Decisão Judicial em Favor da Privacidade e Dignidade
A Justiça do Amazonas tomou uma importante medida para a proteção dos direitos pessoais ao determinar, no último sábado (31), a remoção imediata de vídeos que expõem uma mulher em crise de saúde mental. A decisão foi resultado de um pedido de tutela cautelar urgente feito pela Defensoria Pública do Estado do Amazonas (DPE-AM).
Segundo a decisão liminar, a Meta, empresa responsável por plataformas como Instagram e Facebook, tem o prazo de 24 horas para retirar o conteúdo e deverá implementar medidas técnicas que impeçam a republicação dos vídeos.
O juiz Mateus Guedes Rios, atuando no plantão do Tribunal de Justiça do Amazonas (TJAM), acolheu os argumentos da Defensoria Pública, reconhecendo a gravidade da situação. A ordem judicial foi formulada para evitar a continuidade da exposição desse material sensível, que pode agravar o estado emocional da vítima.
O pedido da DPE-AM foi assinado por Arlindo Gonçalves, defensor público e coordenador do Núcleo de Defesa da Saúde (Nudesa), e por Caroline Braz, que coordena o Núcleo Especializado de Promoção e Defesa dos Direitos da Mulher (Nudem). Os defensores já haviam emitido recomendações formais a órgãos de saúde e segurança pública, além da Associação Nacional de Jornalismo Digital, com a intenção de combater a exposição vexatória de pessoas vulneráveis durante crises de saúde mental.
Medidas Restritivas e Penalizações
A liminar determina que a Meta deve tornar indisponíveis todos os registros audiovisuais da entrevista feita na última sexta-feira (30). Além disso, a plataforma deverá usar tecnologias que removam automaticamente cópias do material já disponíveis e impeçam o upload de novas versões pelos usuários.
Para reforçar a gravidade da situação, a decisão também impõe uma multa diária de R$ 5 mil em caso de descumprimento, com um teto máximo de R$ 100 mil. Essa medida visa garantir que as diretrizes estabelecidas pela Justiça sejam cumpridas de maneira rigorosa.

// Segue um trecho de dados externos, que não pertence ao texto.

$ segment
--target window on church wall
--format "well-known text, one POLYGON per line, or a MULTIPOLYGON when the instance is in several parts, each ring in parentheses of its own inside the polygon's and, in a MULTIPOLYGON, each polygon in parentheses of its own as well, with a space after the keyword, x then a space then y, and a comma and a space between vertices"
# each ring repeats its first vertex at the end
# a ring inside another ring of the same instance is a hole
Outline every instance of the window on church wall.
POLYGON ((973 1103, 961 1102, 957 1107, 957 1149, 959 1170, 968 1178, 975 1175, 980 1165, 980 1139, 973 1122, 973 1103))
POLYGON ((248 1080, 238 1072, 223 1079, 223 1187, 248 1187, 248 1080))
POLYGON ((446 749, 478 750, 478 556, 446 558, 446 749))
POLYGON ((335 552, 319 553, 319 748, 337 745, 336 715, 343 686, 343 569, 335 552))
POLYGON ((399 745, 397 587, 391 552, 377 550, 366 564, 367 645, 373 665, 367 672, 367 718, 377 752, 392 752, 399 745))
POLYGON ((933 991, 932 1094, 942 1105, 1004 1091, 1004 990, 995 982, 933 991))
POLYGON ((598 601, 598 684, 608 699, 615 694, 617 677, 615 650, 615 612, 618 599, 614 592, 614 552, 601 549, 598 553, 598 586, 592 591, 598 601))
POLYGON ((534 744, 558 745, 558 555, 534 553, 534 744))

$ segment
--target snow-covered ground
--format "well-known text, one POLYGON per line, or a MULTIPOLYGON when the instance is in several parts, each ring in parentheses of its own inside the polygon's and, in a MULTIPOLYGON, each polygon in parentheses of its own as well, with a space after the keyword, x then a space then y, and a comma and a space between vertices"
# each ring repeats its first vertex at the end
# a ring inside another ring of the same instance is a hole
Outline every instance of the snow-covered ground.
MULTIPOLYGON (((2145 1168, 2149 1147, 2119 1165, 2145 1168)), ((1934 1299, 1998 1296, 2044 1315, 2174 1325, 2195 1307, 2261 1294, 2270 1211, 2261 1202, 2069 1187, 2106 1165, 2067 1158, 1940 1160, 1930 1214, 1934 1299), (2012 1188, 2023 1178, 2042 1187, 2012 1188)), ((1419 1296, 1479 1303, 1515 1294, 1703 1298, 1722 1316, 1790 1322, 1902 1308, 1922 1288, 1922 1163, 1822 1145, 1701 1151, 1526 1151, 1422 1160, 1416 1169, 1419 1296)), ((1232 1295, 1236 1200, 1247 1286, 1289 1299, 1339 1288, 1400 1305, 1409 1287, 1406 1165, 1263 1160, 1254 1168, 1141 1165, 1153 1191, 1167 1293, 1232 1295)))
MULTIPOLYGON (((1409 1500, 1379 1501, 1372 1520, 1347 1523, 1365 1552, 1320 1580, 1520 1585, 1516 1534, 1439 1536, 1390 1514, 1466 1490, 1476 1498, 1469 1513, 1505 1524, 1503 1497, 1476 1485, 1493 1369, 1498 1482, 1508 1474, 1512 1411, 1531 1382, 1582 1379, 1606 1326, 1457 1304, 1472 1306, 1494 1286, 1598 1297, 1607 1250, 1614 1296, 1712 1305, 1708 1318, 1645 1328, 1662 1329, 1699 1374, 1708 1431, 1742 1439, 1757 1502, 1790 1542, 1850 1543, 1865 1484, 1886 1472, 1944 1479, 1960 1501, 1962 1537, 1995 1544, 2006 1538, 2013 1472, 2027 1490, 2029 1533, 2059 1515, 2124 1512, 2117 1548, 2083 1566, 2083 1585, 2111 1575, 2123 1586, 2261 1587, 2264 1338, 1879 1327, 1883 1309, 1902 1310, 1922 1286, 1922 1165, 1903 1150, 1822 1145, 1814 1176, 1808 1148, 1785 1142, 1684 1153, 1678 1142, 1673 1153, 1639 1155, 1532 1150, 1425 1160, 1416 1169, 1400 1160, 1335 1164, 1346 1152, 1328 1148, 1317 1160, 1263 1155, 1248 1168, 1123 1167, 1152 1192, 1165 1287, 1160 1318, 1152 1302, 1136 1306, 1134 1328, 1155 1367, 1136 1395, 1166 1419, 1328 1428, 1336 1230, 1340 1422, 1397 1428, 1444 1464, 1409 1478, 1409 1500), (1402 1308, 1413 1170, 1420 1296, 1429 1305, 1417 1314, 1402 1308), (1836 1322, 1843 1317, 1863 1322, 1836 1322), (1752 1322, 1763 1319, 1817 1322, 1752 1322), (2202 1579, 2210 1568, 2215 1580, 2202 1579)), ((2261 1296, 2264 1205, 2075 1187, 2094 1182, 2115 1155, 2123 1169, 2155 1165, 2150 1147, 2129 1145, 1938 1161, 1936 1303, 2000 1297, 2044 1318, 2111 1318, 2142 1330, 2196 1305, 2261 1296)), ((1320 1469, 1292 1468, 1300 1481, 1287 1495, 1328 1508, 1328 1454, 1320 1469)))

Um Passo em Direção à Proteção dos Direitos Humanos
O juiz reconheceu a legitimidade da Defensoria Pública para agir em favor da vítima, apoiado pelo conceito de custus vulnerabilis, que se refere à proteção de grupos vulneráveis. O magistrado citou o artigo 4º, inciso XI, da Lei Complementar nº 80/94, que confere à Defensoria a responsabilidade de defender indivíduos em situações de vulnerabilidade, como aqueles enfrentando crises de saúde mental.
A DPE-AM enfatizou que a divulgação de imagens e vídeos de pessoas em situações de vulnerabilidade compromete seus direitos à imagem, intimidade, honra e dignidade, garantidos pela Constituição Federal e pelo Código Civil. O pedido também ressaltou que a publicação desse tipo de conteúdo não serve a um interesse público legítimo e caracteriza uma prática sensacionalista, promovendo uma exposição desnecessária que se perpetua com cada compartilhamento.
Em um cenário onde as redes sociais são uma vitrine da vida pessoal, a proteção à dignidade daqueles que atravessam períodos difíceis torna-se essencial. Essa decisão representa um avanço significativo na luta pelos direitos humanos, mostrando que a Justiça pode e deve atuar em defesa dos mais vulneráveis.